John Anthony Castro, an attorney from Texas and long-shot candidate for president in 2024, filed the lawsuit in federal court on Friday arguing that Trump was constitutionally ineligible to hold office under Section 3 of the 14th Amendment.
Known as the “Disqualification Clause,” the section prohibits anyone who engaged in “insurrection or rebellion” against the United States from holding “any office, civil or military, under the United States.” Castro is arguing that Trump’s involvement in the January 6th insurrection should disqualify him from holding public office again.
“The framers of Section 3 of the 14th Amendment intended the constitutional provision to be both self-executing and to provide a cause of action,” Castro, who’s representing himself, wrote in the complaint. “More specifically, the Union sought to punish the insurrectionary Confederacy by making their ability to hold public office unconstitutional.”
The Disqualification Clause mostly sat dormant since 1869 until last fall, when a New Mexico judge ousted Cowboys for Trump founder Couy Griffin from his position on the Otero County Commission for breaching the Capitol complex on Jan. 6.

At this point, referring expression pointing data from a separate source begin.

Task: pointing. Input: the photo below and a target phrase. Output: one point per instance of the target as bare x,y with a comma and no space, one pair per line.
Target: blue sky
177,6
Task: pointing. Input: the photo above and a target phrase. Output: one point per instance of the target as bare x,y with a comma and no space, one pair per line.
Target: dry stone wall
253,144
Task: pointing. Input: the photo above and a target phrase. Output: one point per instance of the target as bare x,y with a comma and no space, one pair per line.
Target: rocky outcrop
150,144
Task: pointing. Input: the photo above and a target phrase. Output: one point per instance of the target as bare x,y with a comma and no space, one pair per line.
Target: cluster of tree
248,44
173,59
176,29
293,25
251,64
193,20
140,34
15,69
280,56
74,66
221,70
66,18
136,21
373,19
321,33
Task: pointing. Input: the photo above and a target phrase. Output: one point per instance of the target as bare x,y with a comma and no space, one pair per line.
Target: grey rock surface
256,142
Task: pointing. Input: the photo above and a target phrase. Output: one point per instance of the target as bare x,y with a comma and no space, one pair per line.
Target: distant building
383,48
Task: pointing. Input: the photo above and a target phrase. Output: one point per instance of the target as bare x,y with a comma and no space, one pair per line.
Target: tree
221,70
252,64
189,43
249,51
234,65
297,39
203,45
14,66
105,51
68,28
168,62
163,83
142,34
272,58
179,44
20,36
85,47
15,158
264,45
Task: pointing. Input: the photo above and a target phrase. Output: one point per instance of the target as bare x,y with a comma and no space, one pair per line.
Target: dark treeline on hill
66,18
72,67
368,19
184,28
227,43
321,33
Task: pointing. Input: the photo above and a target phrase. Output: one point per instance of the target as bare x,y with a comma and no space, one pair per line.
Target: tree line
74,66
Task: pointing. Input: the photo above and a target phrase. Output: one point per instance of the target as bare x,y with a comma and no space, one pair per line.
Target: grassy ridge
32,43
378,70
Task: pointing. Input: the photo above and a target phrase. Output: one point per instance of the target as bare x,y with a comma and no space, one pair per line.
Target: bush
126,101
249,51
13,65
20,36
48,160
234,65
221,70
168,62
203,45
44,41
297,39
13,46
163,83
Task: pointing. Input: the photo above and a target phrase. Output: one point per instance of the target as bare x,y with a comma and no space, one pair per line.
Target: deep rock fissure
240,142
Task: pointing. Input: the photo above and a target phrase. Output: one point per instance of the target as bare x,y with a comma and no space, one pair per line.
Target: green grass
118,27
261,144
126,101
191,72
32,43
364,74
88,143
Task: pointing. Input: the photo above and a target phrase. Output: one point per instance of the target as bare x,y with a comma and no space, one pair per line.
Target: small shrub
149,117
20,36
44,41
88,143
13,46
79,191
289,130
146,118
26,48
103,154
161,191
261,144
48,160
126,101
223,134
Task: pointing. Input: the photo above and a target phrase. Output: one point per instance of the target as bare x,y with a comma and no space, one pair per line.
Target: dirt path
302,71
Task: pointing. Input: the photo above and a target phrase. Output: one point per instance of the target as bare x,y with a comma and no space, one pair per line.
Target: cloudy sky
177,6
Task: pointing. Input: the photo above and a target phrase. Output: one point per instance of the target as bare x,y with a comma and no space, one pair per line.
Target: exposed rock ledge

Several advocacy groups, including Citizens for Responsibility and Ethics in Washington (CREW), have vowed to pursue similar legal action against Trump during his 2024 run.
“The evidence that Trump engaged in insurrection is overwhelming,” CREW President Noah Bookbinder wrote in a letter to the former president on Nov. 3, before he declared his candidacy. “We are ready, willing and able to take action to make sure the Constitution is upheld and Trump is prevented from holding office.”
Castro describes himself as a “fiscal conservative” on his website, and appears to be running a more traditional, libertarian-minded Republican campaign, focused on reducing the federal budget, cutting taxes for retirees and “single private payer” health care.
He told Bloomberg that while he’s aware of the advocacy groups’ interest in disqualifying Trump, he also understands that their lawsuits wouldn’t roll in until states started accepting more candidate filings later this year. “I don’t feel comfortable waiting that long,” he said.
Ironically, his case was assigned to be tried before the U.S. District Judge Aileen Cannon, a Trump nominee who presided over the former president’s attempts to shut down the Justice Department investigation into classified documents that he took to his Mar-a-Lago estate. Castro told Bloomberg that he’s looking to disqualify Cannon from handling the case.